Утро в шикарном поселке было не сравнимо с началом дня у нас в Люблине. Дома-то я всегда просыпаюсь от того, что соседи сверху орать начинают – есть у них традиция обязательно выяснять отношения с первыми петухами. И лифт грохочет – он у нас не в закутке, как в современных домах, а прямо возле квартир. А самый ужас, когда автовладельцы своих железных коней брались прогревать под нашими окнами, выхлопные газы шли прямиком в квартиру.
Здесь же меня разбудило пение птиц. И шепот ветра, играющего верхушками сосен. И пьянящий запах хорошего кофе, уже заполонивший дом...
Конечно, это все не мое, и сегодня вечером я уеду – чтобы завтра снова проснуться в своей жалкой квартирке, но до чего же приятно хотя бы раз в жизни пробудиться в огромной, с четырехметровыми потолками комнате. И опустить ноги не на приобретенный с последней получки соломенный коврик, а на нежнейший, пушистый палас.
...И хотя мама с бабушкой меня дружно настраивали (с самого рождения, а уж сейчас, когда на горизонте отец появился, особенно), что надеяться нужно только на себя, а на чужое богатство рот разевать негоже, мне все равно было немного грустно.
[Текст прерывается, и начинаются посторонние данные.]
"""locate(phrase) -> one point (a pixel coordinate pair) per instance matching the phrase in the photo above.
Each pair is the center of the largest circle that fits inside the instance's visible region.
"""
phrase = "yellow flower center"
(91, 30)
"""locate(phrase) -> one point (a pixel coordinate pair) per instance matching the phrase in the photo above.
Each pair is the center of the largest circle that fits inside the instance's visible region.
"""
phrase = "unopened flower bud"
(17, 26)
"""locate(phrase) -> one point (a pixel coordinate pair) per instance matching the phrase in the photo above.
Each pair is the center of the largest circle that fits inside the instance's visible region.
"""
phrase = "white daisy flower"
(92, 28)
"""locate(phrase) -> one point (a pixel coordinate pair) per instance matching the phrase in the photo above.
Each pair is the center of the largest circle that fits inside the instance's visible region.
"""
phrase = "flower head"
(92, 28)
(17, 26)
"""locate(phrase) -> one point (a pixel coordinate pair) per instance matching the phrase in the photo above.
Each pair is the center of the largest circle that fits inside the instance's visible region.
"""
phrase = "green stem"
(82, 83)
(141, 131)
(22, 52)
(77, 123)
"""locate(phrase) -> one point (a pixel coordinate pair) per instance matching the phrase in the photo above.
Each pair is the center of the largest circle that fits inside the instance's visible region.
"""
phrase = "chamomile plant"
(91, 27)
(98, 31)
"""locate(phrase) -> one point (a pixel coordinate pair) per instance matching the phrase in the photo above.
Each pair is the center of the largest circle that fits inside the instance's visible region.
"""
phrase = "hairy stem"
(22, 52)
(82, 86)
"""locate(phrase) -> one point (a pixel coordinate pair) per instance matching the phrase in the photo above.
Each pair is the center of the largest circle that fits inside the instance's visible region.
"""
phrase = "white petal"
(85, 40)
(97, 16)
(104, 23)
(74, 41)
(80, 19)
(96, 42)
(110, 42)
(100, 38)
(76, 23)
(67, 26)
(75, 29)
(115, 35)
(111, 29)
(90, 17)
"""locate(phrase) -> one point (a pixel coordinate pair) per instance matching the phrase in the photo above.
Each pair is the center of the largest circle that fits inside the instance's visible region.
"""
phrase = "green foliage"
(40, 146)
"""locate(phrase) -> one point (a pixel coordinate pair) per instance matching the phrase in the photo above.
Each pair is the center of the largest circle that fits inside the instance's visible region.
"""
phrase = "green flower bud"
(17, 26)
Потому что я ведь ничем не хуже маленького Макара – такой же своему отцу родной ребенок. Только трехлетний малыш принимает всю эту роскошь как должное, а я ей пользуюсь всего-то сутки и то в виде исключения... Одна радость: после пребывания в «Ариадне» меня комфорт хотя бы не шокирует. И джакузи включила с полпинка, и мокрые полотенца швырнула на пол ванной уверенно, и сенсорный выключатель меня не смутил.